I already upgraded the stock Northbridge (NB) heatsink on my ASUS A7N8X to a Zalman ZM-NB32J passive heatsink. This time, I swapped the Zalman passive heatsink for a Vantec active HSF, as included in the Vantec Iceberq kit.
I'd seen a lot of forum activity regarding the removal & swap of the NB heatsink, so decided to snap a few pictures to try and help others see that it's quite a simple process.
The most common problem people have with removing the stock (and Zalman) heatsink involves understanding the "push-pins" used to mount it. The push-pins go through the motherboard, so you need to have access to the rear of the board to remove them. This will generally involve removing the motherboard from the case/tray to expose the pins.
Push-pins from rear of MoBo
You need to squeeze the 'flare' to push it through the board, at which point the heatsink is held on by the thermal compound only.
The stock heatsink uses pink "bubble gum" compound to attach it to the NB chip. Because I have already changed this once, this picture shows the Arctic Silver compound I applied when I made that swap.
The Arctic Silver is not sticky, unlike the bubble gum which glues the chip and heatsink together pretty firmly. To remove the stock heatsink from the NB ship, you need to apply some heat. I used a hairdryer and gave it a good blast before prying the heatsink loose. You have to use quite some pressure to get it off, and I found a twisting motion seemed to work best.
Once the heatsink is removed, you'll have your NB chip exposed, but caked in compound which must be cleaned off using the appropriate cleaning compond. I use Isopropyl Alcohol (available from Maplin here in the UK) to clean up any reside, which should leave you with a nice finish as shown above.

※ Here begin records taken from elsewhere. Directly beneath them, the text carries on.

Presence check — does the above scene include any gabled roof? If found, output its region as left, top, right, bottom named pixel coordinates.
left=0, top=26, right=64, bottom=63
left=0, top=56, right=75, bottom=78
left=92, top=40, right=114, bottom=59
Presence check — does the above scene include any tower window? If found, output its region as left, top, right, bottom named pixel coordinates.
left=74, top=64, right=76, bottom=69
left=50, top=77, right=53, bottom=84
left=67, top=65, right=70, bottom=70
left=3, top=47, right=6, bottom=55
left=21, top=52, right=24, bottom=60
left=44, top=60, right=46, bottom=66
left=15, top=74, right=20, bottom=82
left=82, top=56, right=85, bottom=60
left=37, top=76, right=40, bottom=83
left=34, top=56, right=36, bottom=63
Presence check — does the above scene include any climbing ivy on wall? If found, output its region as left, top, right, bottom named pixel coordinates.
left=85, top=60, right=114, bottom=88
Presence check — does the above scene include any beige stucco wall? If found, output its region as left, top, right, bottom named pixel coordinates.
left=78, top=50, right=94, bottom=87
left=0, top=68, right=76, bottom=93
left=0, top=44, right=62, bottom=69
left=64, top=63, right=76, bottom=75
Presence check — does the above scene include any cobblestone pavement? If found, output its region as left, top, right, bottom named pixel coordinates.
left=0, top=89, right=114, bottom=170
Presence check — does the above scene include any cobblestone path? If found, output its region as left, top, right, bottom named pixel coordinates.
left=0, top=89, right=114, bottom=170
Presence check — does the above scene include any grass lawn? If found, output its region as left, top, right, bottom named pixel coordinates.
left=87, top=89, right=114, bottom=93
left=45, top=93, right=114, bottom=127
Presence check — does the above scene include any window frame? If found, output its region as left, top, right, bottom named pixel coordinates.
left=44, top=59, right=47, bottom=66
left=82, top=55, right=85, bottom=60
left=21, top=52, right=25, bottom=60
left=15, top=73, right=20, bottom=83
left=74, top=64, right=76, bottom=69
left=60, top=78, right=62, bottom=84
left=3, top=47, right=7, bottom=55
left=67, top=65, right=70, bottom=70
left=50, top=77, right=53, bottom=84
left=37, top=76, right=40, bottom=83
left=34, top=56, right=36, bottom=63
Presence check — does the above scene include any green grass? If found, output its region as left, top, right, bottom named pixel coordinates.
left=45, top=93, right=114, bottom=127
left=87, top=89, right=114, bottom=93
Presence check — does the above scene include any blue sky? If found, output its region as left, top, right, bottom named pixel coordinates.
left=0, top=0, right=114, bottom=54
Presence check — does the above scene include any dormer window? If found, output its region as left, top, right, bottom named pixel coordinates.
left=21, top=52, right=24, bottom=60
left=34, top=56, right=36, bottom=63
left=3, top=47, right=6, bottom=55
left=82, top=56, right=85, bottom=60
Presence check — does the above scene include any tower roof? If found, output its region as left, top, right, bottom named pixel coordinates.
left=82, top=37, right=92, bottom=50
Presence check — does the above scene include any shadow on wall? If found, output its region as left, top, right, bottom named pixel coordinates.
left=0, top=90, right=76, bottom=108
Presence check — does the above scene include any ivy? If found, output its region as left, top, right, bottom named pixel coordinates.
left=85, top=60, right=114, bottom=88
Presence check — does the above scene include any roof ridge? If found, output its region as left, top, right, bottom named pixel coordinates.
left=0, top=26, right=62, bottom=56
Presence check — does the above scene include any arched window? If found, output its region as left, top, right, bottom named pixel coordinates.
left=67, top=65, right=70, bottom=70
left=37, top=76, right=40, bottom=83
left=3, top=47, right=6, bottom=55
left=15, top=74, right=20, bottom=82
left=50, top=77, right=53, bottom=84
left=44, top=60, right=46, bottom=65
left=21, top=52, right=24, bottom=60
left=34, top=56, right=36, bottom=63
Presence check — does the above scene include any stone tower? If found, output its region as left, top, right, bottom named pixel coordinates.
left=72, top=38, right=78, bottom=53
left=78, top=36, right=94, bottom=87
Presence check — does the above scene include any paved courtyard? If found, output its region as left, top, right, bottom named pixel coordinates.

Northbridge and Southbridge chips.
Once you have the NB exposed and clean, you basically reverse the process process to fit the replacement; apply the thermal compound of your choice, seat the cooler and re-push the new pins through the holes in the motherboard to secure it.
Vantec Cooler installed.
Note: In a couple of the shots, the nForce2 Southbridge is also clearly visible (labelled "MCP-T"). I attached one of the heatsinks from the Iceberq kit to the SB using a thermal pad from the kit.